Di akui oleh dunia bahwa di era modern sekarang ini, media sosial merupakan medan pertempuran, arena pertempuran dan dijadikan alat untuk mencapai tujuan. Salah satu alasannya adalah media sosial merupakan sarana yang sangat efektif, murah, mudah dan cepat dalam menyampaikan informasi, berita dan kegiatan kepada masyarakat.

Hoax = (Inggris) artinya tipuan, menipu. berita bohong ,berita palsu atau kabar burung . Jadi dapat dikatakan bahwa Hoax adalah kata yang berarti ketidak benaran suatu informasi .
Hoax bukan singkatan tetapi satu kata dalam bahasa inggris yang punya arti sendiri. Sedangkan definisi Hoax menurut wikipedia adalah :
“Sebuah pemberitaan palsu adalah usaha untuk menipu atau mengakali pembaca/pendengarnya untuk mempercayai sesuatu, padahal sang pencipta berita palsu tersebut tahu bahwa berita tersebut palsu. .”

Berita-berita Hoax bukan hanya melanda negeri kita Indonesia tetapi juga terjadi di negara-negara lain di dunia.

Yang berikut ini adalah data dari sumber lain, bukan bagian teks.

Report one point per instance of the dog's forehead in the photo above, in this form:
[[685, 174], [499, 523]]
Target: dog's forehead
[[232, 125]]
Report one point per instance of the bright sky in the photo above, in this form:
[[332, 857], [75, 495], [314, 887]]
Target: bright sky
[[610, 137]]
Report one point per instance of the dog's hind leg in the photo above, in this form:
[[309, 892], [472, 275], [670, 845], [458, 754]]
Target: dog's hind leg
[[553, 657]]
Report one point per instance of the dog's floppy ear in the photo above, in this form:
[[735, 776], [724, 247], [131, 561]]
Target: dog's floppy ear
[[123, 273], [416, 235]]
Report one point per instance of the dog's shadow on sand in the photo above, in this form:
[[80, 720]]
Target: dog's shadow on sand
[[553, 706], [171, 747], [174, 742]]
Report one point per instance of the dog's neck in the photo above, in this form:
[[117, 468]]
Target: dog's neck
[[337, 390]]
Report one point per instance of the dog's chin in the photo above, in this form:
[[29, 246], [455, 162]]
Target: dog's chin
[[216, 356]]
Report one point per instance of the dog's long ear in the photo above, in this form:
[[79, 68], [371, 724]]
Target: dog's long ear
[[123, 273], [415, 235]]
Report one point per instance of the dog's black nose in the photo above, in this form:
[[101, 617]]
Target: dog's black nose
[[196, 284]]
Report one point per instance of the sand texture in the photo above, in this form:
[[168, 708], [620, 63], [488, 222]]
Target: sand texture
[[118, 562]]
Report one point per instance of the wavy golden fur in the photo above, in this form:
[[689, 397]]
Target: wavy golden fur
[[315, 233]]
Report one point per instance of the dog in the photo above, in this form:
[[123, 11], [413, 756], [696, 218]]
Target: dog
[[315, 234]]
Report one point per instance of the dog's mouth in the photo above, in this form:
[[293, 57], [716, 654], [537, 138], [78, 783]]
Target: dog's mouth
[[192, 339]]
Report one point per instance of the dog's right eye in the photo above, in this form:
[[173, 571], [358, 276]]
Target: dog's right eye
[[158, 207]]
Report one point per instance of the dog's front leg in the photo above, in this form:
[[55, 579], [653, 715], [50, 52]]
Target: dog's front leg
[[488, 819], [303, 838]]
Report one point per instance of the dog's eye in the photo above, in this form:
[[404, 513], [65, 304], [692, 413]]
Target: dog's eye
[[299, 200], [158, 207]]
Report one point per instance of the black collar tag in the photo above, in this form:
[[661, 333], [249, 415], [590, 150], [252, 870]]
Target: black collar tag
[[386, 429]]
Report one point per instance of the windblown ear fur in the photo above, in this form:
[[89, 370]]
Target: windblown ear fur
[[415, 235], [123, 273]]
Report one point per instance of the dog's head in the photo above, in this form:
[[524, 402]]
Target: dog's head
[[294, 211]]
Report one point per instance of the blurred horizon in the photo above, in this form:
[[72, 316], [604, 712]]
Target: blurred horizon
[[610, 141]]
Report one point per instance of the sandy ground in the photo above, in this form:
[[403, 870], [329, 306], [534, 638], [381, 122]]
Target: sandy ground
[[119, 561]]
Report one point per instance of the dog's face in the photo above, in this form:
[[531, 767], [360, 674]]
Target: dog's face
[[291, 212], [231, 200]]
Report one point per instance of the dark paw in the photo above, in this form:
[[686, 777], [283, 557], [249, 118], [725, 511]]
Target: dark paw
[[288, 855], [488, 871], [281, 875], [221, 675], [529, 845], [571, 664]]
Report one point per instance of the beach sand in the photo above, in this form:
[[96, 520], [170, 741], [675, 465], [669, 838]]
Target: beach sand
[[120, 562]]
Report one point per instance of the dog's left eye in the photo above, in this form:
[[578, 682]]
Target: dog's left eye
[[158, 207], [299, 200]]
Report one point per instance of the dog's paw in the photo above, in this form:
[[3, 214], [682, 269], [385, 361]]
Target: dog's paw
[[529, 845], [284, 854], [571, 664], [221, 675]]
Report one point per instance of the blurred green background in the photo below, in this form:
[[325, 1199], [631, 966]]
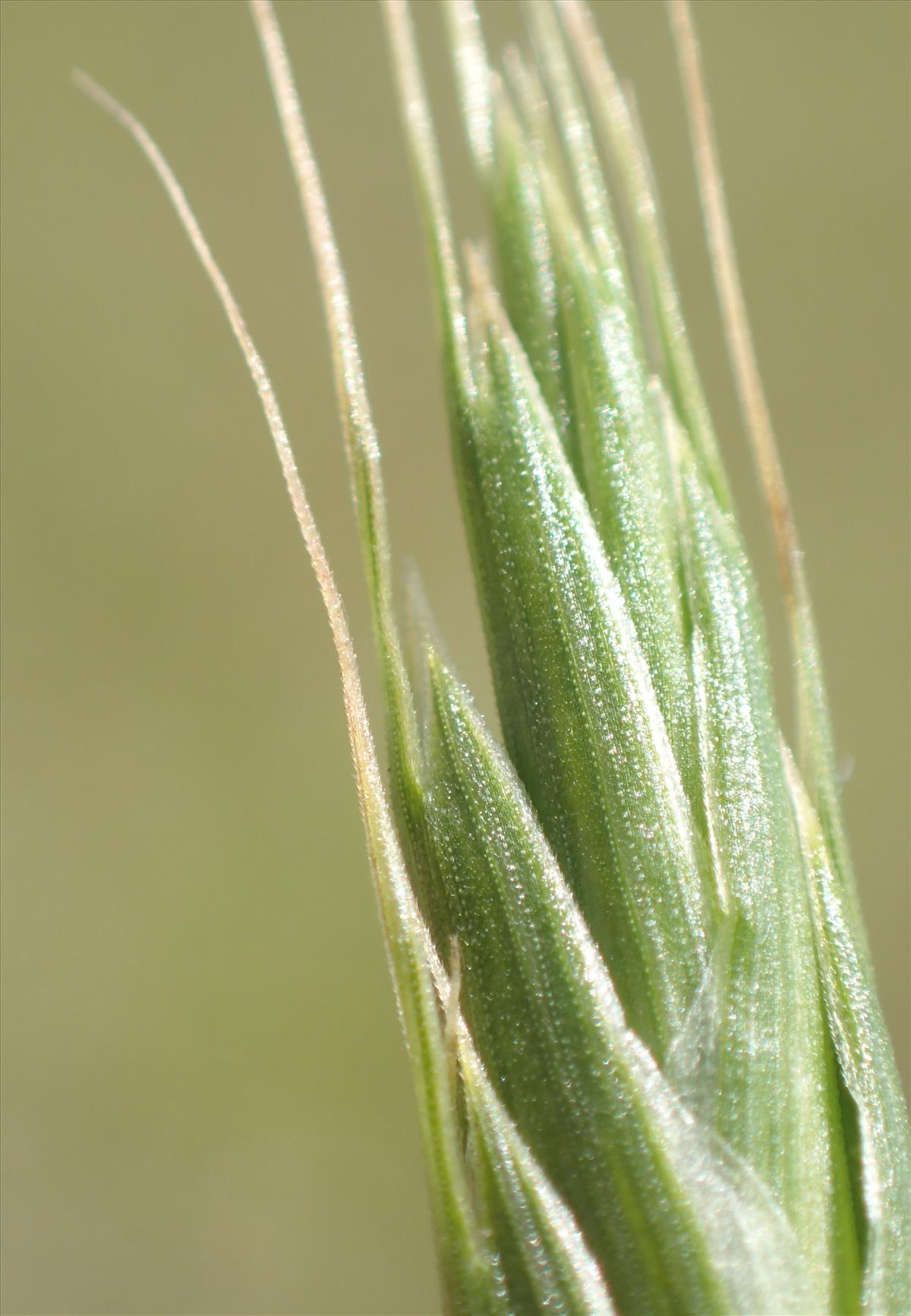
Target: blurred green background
[[206, 1106]]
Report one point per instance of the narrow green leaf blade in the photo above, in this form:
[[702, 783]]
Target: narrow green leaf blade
[[868, 1069], [623, 143], [545, 1261], [776, 1098], [578, 708], [676, 1222]]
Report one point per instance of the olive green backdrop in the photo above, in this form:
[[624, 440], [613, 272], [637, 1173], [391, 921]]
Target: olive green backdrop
[[206, 1103]]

Berita-berita hoax bila dibiarkan berkembang dalam masyarakat tidak saja mengganggu ketentraman masyarakat tetapi dapat berpengaruh terhadap keamanan negara.

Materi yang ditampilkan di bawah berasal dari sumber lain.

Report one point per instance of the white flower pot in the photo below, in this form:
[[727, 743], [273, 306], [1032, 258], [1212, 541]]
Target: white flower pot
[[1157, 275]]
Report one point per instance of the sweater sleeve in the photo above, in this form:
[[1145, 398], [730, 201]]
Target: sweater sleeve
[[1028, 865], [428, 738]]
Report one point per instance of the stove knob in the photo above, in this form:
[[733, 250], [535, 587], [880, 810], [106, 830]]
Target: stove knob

Dan perlu kita ketahui media sosial sekarang bisa digunakan menjadi senjata yang ampuh untuk merusak generasi bangsa, merusak persatuan dan kesatuan bangsa. Walaupun sudah terpasang system Big Data Cyber Security (BDCS) Wantanas RI (Dewan Pertahanan Nasional) yang akan mengambil semua informasi melalui internet di Indonesia, namun masih banyak oknum oknum tak bertanggung jawab yang membuat dan menyebarkan berita yang menyesatkan (HOAX).

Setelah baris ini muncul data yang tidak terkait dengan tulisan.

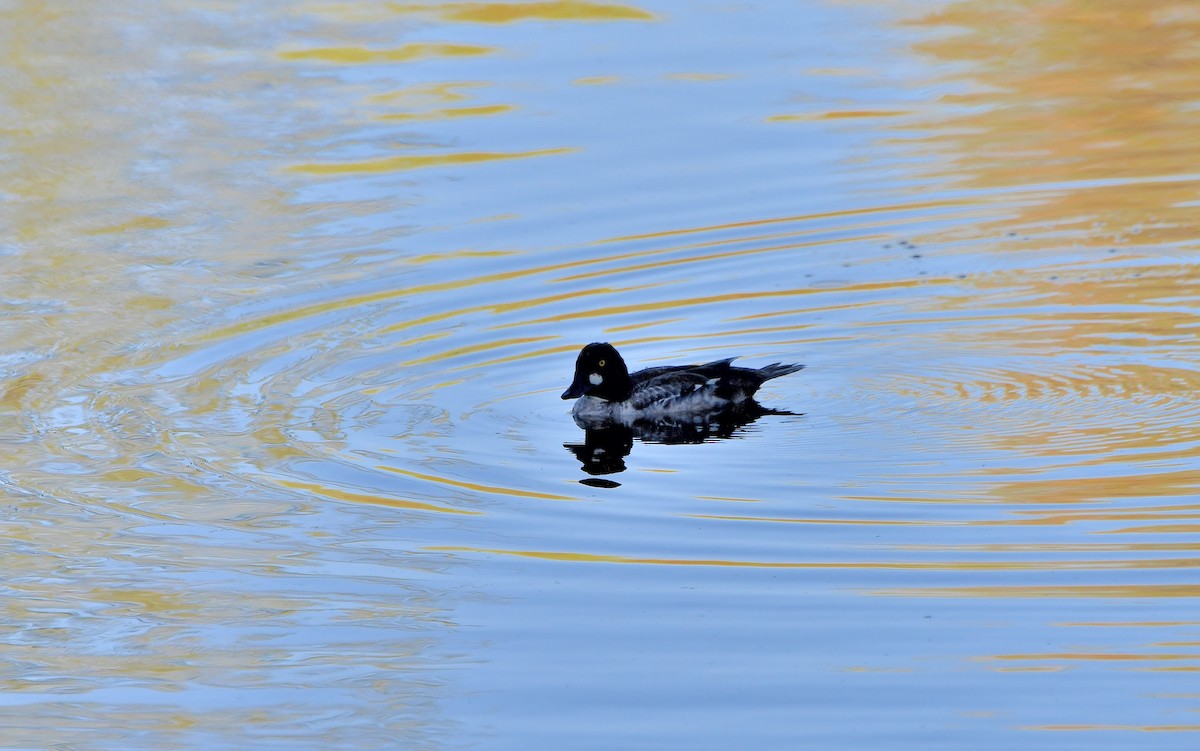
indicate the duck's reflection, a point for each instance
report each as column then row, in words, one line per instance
column 606, row 444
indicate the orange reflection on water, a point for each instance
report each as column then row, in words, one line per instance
column 1049, row 590
column 419, row 161
column 1095, row 102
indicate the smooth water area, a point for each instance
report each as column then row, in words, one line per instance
column 291, row 289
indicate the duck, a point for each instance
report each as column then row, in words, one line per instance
column 606, row 391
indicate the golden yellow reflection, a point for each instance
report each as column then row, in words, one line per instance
column 370, row 498
column 473, row 486
column 1050, row 590
column 449, row 113
column 888, row 565
column 419, row 161
column 840, row 114
column 1089, row 101
column 511, row 12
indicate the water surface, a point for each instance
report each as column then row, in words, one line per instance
column 291, row 290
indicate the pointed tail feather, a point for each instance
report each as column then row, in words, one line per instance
column 778, row 368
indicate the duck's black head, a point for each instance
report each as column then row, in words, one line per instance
column 600, row 372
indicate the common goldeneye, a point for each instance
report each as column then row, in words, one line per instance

Untuk itu kita sebagai konsumen media sosial, BBM, WA, LINE, Telegram dan lain-lain harus selektif dan hati hati dalam menggunakannya.

Dengan maraknya berita berita dimedia sosial yang berisi fitnah, hasutan, hinaan, dan propaganda yang tidak ditahu kebenarannya itulah yang harus kita cermati. Tentunya bagi pembuat HOAX ini pastilah mempunyai tujuan tertentu dengan indikasi yang tidak baik.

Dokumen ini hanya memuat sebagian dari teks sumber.